«Acompanhemos o apóstolo, durante a sua existência. Os seus primeiros e
últimos tempos são duas névoas, entre as quais medeia um espaço limpo. A
infância de Paulo, como a de todos nós, decorreu nessa obscuridade em que
germinam as sementes e a estrelas. Só conhecemos a semente, quando ela irrompe,
em haste, para o sol; e a estrela quando se torna luminosa.
Paulo nasceu, em Tarso, capital da Cilícia, e renasceu, na estrada de
Damasco. Ali, a sua pessoa tornou-se também incandescente. E os cristãos
nasceram, em Agosto de 64, no circo de Nero, banhados em sangue, elevados ao
rubro esplendoroso. Viu-se, de todo o mundo, pairar, no céu de Roma, aquela
aurora vermelha.
Mas os primeiros anos do apóstolo, esconde-os a névoa da manhã. Quem
notou a criança que foi S. Paulo, no meio das outras? Eram todas a mesma
criança, a mesma infância a despontar em várias caras. A infância existe mais
do que as crianças; e mais do que os velhos a velhice. O que existe é a infância,
a mocidade e a velhice passando através de nós, como a aurora, o dia e a noite
através, do mundo.
Paulo nasceu talvez, no ano 12. Seu avô, oriundo de Gischala (Galilea)
pertencia à tribo de Beijamim e gozava de certa importância, na Cilícia.
Recebera Pompeu, em sua casa, nos tempos áureos do aparatoso general, que lhe
pagou a hospedagem, concedendo-lhe o título de cidadão romano, transmissível
aos descendentes. Foi um salvo-conduto
que Paulo teve, durante as suas viagens apostólicas. Livrou-o, algumas vezes,
das bastonadas, e abriu-lhe as portas do cárcere. Foi o seu melhor cúmplice, na
propaganda do Cristianismo. Era já César, o Anti-Cristo, a favor de Cristo, o
doente a defender a sua doença, contra todos os Galenos; um dos casos em que
aparece o Acaso, na História, com os sinais da Providência, duma entidade superior,
urdindo, além das nuvens, a trama dos acontecimentos sublunares.
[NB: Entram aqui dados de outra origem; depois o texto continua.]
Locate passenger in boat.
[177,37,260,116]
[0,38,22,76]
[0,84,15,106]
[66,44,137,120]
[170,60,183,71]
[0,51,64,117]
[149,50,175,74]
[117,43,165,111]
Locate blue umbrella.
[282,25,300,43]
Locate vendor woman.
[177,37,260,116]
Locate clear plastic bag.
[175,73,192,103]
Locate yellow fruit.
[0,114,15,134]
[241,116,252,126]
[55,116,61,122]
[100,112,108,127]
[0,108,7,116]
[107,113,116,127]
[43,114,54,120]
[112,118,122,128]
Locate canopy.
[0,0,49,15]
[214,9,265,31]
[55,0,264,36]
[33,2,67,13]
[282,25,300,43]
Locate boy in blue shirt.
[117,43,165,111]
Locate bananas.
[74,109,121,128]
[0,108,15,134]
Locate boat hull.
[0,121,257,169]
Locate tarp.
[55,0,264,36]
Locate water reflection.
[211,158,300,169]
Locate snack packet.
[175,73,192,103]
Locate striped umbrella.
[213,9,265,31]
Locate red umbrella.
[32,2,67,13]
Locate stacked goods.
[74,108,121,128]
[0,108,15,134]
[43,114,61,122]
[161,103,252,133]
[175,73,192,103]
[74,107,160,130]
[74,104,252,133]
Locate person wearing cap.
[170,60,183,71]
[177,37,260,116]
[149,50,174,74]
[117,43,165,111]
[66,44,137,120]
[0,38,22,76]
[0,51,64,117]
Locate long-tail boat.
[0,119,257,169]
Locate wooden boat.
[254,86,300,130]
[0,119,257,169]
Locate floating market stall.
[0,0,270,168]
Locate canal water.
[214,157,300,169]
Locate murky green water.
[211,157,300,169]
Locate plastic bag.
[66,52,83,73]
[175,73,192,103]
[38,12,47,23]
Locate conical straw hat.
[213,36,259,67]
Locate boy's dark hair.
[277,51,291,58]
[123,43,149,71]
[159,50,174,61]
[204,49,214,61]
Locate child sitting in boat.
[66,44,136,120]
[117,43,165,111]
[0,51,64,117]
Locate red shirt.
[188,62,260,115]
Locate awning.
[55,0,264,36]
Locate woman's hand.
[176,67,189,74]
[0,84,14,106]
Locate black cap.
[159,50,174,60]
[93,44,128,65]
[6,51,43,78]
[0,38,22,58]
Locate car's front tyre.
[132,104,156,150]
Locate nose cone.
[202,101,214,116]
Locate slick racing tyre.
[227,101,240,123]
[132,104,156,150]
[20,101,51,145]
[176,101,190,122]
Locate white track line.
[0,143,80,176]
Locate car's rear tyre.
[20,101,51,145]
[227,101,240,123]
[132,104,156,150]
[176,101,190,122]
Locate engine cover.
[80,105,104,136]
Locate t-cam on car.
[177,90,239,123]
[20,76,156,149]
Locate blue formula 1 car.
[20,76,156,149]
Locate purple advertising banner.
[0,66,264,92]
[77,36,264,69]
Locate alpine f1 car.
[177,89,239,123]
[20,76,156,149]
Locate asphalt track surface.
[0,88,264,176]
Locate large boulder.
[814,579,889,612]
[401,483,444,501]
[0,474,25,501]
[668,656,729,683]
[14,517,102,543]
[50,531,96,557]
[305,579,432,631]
Nos períodos
criadores, percebe-se a intervenção duma força misteriosa.
O pequeno Saulo divagava, nas ruas de Tarso, animadas dos mais variados
transeuntes: galatas, gregos, egípcios, romanos, fenícios e judeus; e certos
personagens muito exóticos, de causar espanto nas crianças: alguns, nédios e
fartos, duma gordura alegre e filosófica; outros, de túnica rapada, magros, a
barba inculta e um ar de pedra no rosto. Eram os epicuristas e os estóicos, que
expunham as suas doutrinas, em duas universidades muito célebres, duas seitas
ou partidos, em perpétua luta. Os mais convictos, depois de violentas
discussões sobre a natureza das coisas e dos deuses, sujavam as portas das
casas dos adversários, imagine o leitor! Com excrementos! E agrediam-se à
pancada. A alma apela para o corpo, quando se vê aflita; e serve-se dele, como
dum argumento contundente e decisivo.
Estes heróis da Idea, tão pitorescos, destacavam-se na turba-malta das ruas,
na vaga a desdobrar-se em mil fisionomias diferentes, mas expressivas da mesma
sensualidade e egoísmo, os dois bichos fundamentais do homem.
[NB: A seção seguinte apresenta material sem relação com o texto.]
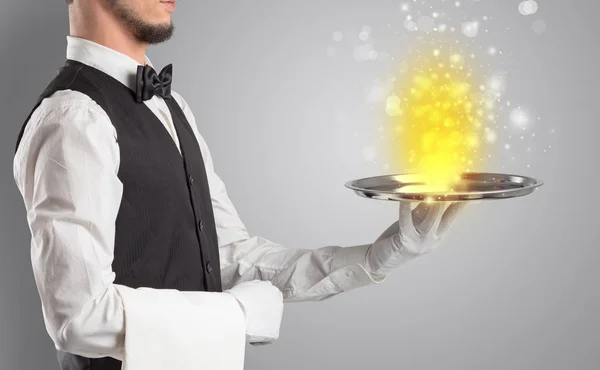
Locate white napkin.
[116,285,246,370]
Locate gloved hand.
[225,280,283,345]
[365,201,466,275]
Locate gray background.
[0,0,600,370]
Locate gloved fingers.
[415,202,443,235]
[412,202,429,225]
[437,202,467,237]
[375,221,398,243]
[398,200,414,234]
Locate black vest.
[17,60,222,370]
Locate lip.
[160,0,177,11]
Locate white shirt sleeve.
[13,90,245,360]
[172,92,385,302]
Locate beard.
[105,0,175,44]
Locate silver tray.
[345,172,544,202]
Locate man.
[14,0,462,370]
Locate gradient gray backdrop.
[0,0,600,370]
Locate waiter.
[14,0,463,370]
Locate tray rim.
[344,172,544,201]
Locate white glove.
[225,280,283,345]
[366,201,466,275]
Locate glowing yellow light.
[386,45,494,191]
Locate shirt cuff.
[329,244,387,291]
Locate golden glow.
[385,48,494,191]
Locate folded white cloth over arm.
[117,286,246,370]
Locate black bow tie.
[135,64,173,103]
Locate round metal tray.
[345,172,543,202]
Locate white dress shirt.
[13,36,385,359]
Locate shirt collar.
[67,36,153,91]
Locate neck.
[69,3,148,65]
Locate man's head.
[66,0,176,44]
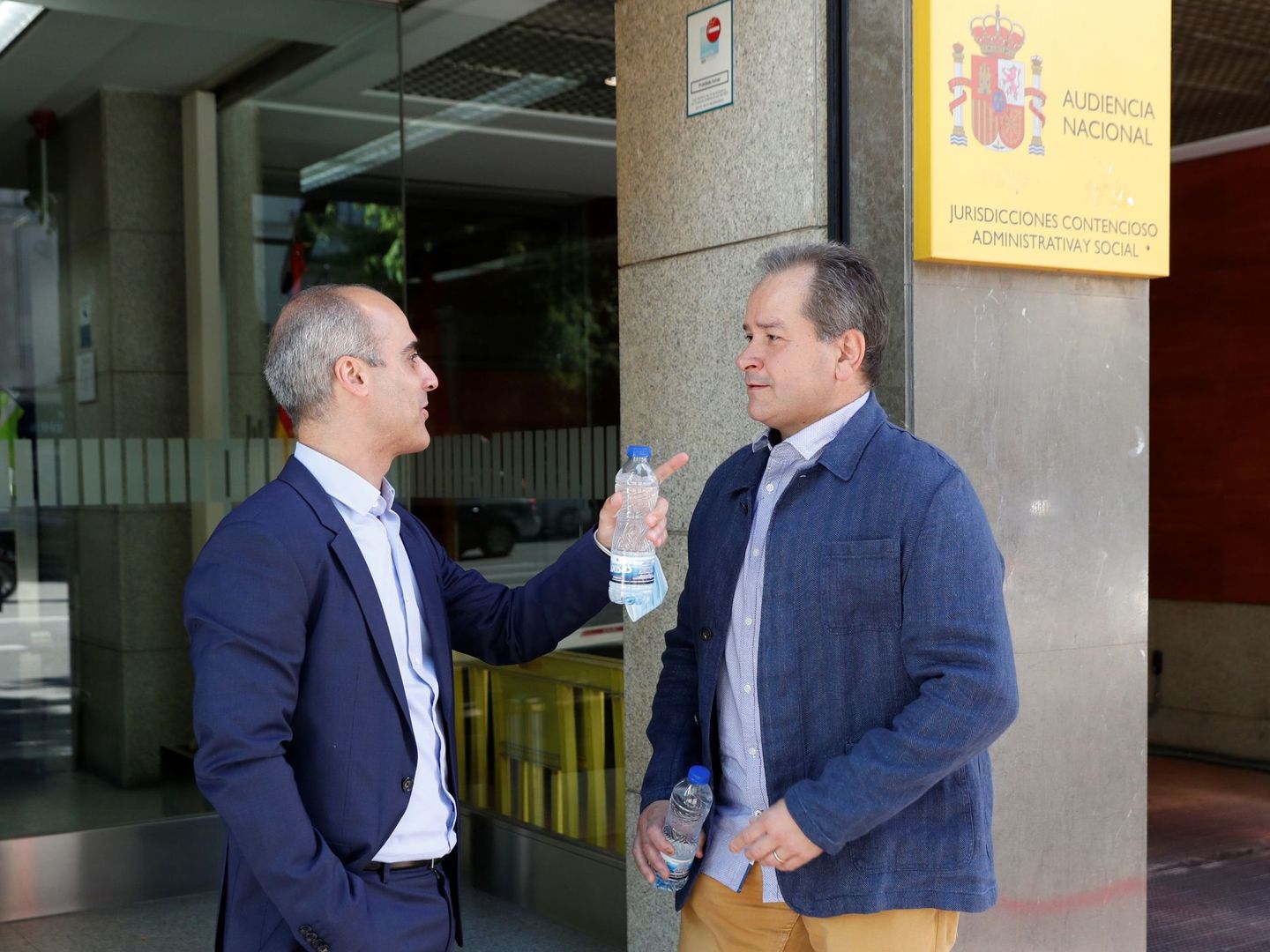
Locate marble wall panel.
[618,228,825,538]
[958,645,1147,952]
[616,0,828,265]
[912,266,1148,659]
[101,89,185,237]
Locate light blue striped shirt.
[701,391,869,903]
[296,443,459,863]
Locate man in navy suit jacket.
[185,286,687,952]
[632,243,1019,952]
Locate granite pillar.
[61,90,193,785]
[616,0,828,952]
[216,103,275,438]
[617,0,1148,952]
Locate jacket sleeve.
[419,516,609,664]
[785,471,1019,853]
[639,566,705,813]
[185,522,370,949]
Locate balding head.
[265,285,387,424]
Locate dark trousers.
[358,866,455,952]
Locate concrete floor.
[0,888,617,952]
[1147,756,1270,952]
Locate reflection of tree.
[297,202,405,300]
[541,242,617,411]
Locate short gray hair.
[265,285,384,423]
[756,242,889,383]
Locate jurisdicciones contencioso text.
[949,205,1160,257]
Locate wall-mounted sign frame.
[684,0,734,116]
[913,0,1171,277]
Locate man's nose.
[423,363,441,392]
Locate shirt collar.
[296,442,396,516]
[750,390,872,459]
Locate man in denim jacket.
[632,243,1019,952]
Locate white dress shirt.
[296,443,457,863]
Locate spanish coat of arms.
[949,6,1045,155]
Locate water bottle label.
[661,853,693,882]
[609,554,653,585]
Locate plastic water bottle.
[609,445,656,606]
[653,765,713,892]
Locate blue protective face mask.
[624,556,666,622]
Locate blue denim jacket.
[641,396,1019,917]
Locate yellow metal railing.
[455,651,626,853]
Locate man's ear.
[335,355,370,396]
[833,328,868,381]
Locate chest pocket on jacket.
[820,539,901,635]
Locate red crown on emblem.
[970,6,1027,60]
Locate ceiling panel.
[1172,0,1270,145]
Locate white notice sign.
[687,0,731,115]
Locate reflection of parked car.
[539,499,603,539]
[455,499,542,559]
[0,532,18,602]
[410,499,542,559]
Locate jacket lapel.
[278,457,410,724]
[393,515,455,735]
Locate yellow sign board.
[913,0,1171,277]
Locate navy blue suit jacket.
[185,459,607,952]
[641,396,1019,917]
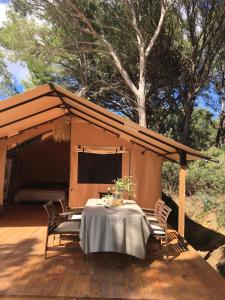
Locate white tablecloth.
[80,199,150,259]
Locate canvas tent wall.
[0,84,210,236]
[8,136,70,202]
[69,118,162,207]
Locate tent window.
[78,153,122,184]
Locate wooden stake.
[178,152,187,237]
[68,118,77,206]
[0,141,7,214]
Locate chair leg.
[165,232,169,262]
[45,232,48,259]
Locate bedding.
[14,188,66,203]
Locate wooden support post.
[68,118,77,206]
[0,141,7,214]
[178,151,187,237]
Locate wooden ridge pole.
[178,151,187,237]
[0,141,7,214]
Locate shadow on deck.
[0,206,225,300]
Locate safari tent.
[0,84,209,236]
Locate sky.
[0,0,220,112]
[0,0,29,96]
A cidade, bem situada para o comércio, era muito populosa. Várias estradas
a ligavam aos centros importantes da Ásia. Uma, a das caravanas de Roma,
atravessava, por um estreito e fundo desfiladeiro (as célebres Portas Cilicianas), o Taurus, recortado
em altos píncaros, sem um mugido nem um estremecimento no bronze dorso. O
Taurus e a planície até ao mar... E, no meio da campina viridente, a bela
Tarso, com os palácios, escolas, teatros, foruns e o seu deus tutelar, Sardanápalo;
o deus da orgia, vestido de mulher. Lia-se, no seu pedestal, esta inscrição:
- Bebe, come e goza. O resto não é nada.
Mas este deus impúdico embrandecia a dureza hostil do espírito judaico.
Helenisava-o ou humanisava-o, como hoje se diria. E só os judeus helenisados
aderiam ao Cristianismo. A corrupção favorece as ideias novas. Paulo crescia nesta atmosfera suja e literária, à sombra dum deus ignóbil,
verdadeiro deus do pântano asiático. O seu corpo ressentiu-se, para lhe afinar
a sensibilidade, já hereditariamente doentia. Por isso, as suas impressões se
exageraram até ao Infinito, e se apropriaram do Infinito». In Teixeira de
Pascoaes, São Paulo, editorial Minerva, Assírio & Alvim, Lisboa, 1984.